For the coffee ice:
3 TBS sugar
2 cups warm strong coffee
(ever have left over coffee in the pot in the mornings? that's what I used)
For the chocolate syrup:
2/3 cup sugar
1/2 cup unsweetened cocoa powder
1 ounce milk chocolate, finely chopped (I used whole milk chocolate chips and just guessed at the amount)
1 1/2 tsp honey
1/2 tsp vanilla extract
For the frappes:
1 cup reduced fat milk
whipped cream, for topping, if desired
- Make the coffee ice: Stir the sugar into the coffee until dissolved, then let cool. Pour into an ice cube tray and freeze until solid, about 3 hours. (After mine are frozen I dump them into a ziploc bag - I always have coffee ready for a frappe!)

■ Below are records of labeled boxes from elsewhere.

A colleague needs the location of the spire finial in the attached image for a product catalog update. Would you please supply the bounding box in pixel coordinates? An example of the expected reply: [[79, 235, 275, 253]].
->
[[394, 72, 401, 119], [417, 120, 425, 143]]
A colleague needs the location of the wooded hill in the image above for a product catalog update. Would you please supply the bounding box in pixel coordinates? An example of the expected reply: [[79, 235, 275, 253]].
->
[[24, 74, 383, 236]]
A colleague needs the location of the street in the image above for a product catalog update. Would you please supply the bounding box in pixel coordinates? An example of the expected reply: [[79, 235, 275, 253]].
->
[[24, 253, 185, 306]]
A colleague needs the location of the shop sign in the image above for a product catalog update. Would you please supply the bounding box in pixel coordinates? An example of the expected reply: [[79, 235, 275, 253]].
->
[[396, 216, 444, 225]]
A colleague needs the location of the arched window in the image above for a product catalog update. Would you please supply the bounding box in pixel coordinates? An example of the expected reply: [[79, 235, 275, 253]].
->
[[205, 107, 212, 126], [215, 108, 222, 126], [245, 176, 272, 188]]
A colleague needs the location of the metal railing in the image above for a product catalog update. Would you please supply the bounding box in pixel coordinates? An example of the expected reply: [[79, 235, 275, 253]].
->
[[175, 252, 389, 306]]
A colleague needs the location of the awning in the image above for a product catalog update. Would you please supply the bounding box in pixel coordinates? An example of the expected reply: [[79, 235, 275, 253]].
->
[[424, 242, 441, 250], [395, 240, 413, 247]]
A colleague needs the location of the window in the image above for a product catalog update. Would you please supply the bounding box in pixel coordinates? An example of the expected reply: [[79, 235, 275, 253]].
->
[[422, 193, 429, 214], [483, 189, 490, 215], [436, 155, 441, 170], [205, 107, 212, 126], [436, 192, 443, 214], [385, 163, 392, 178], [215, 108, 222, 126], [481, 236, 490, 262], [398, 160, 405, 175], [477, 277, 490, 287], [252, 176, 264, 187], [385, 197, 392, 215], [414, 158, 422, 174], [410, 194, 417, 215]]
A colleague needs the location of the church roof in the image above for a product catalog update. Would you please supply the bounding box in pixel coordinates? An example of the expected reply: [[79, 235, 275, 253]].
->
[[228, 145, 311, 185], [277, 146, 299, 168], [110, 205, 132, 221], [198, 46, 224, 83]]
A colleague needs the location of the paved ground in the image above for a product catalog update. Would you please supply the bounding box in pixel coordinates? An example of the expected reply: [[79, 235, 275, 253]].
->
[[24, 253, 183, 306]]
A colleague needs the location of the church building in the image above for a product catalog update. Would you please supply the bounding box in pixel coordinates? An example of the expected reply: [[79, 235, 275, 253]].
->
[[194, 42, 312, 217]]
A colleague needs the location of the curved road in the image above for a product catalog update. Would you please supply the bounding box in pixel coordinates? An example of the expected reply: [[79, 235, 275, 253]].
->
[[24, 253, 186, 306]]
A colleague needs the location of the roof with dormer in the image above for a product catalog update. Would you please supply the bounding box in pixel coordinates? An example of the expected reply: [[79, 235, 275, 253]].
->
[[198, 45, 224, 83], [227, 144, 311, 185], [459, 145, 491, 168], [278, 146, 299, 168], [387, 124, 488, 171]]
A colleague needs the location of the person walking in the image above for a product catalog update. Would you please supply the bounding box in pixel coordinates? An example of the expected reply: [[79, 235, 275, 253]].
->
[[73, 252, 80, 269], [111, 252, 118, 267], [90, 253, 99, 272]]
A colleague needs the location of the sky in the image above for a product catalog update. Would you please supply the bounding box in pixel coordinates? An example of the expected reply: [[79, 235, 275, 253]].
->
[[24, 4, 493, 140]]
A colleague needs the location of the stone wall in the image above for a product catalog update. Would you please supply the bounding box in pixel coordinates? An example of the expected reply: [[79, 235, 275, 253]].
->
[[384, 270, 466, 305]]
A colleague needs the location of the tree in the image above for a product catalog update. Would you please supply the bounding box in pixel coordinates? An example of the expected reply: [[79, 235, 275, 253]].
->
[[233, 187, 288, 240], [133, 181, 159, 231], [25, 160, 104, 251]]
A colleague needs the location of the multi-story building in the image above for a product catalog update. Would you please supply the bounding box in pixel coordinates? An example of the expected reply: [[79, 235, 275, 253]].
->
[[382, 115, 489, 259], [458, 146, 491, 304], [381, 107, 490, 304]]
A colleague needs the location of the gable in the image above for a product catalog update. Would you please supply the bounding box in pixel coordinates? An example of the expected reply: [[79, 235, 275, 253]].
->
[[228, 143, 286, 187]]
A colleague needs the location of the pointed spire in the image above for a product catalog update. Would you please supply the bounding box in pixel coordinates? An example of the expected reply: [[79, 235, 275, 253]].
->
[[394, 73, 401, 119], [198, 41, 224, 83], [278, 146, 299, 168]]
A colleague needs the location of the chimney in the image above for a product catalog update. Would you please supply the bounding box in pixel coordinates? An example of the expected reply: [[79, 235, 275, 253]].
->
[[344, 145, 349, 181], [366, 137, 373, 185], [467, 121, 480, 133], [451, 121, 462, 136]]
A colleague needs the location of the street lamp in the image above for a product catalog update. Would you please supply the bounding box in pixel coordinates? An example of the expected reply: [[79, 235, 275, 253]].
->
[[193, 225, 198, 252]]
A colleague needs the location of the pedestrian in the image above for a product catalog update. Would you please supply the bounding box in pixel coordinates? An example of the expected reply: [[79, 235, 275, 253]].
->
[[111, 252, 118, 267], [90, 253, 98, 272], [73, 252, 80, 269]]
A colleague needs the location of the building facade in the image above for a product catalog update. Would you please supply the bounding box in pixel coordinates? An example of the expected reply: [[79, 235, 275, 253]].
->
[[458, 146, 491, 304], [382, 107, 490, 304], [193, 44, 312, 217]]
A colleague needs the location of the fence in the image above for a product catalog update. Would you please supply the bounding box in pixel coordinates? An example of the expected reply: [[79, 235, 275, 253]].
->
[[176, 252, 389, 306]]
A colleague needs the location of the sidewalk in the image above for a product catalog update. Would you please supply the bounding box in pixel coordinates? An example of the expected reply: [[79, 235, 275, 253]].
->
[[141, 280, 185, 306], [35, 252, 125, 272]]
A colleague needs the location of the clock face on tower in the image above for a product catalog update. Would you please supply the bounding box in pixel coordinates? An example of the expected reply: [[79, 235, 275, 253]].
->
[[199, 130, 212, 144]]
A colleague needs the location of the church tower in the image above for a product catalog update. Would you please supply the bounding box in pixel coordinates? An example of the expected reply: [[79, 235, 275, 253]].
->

- Make the chocolate syrup: Combine the sugar and cocoa powder in a saucepan and slowly whisk in 2/3 cup hot water. Bring to a simmer over medium heat, whisking, until the sugar dissolves, 3-5 minutes; do not boil. Remove from the heat and stir in the chocolate, honey and vanilla until smooth. Transfer to a bowl and refrigerate until cool. (I made the entire recipe and just kept in the fridge, pulling out only the little bit I needed to make one drink)
- Make the frappes: Puree 8 coffee ice cubes, 1/2 cup milk, 1/3-1/2 cup chocolate syrup and 1 cup plain ice in a blender until smooth. Pour into 2 glasses, then repeat to make 2 more drinks. Top with whipped cream and more chocolate syrup if you want. (I like mine plain!)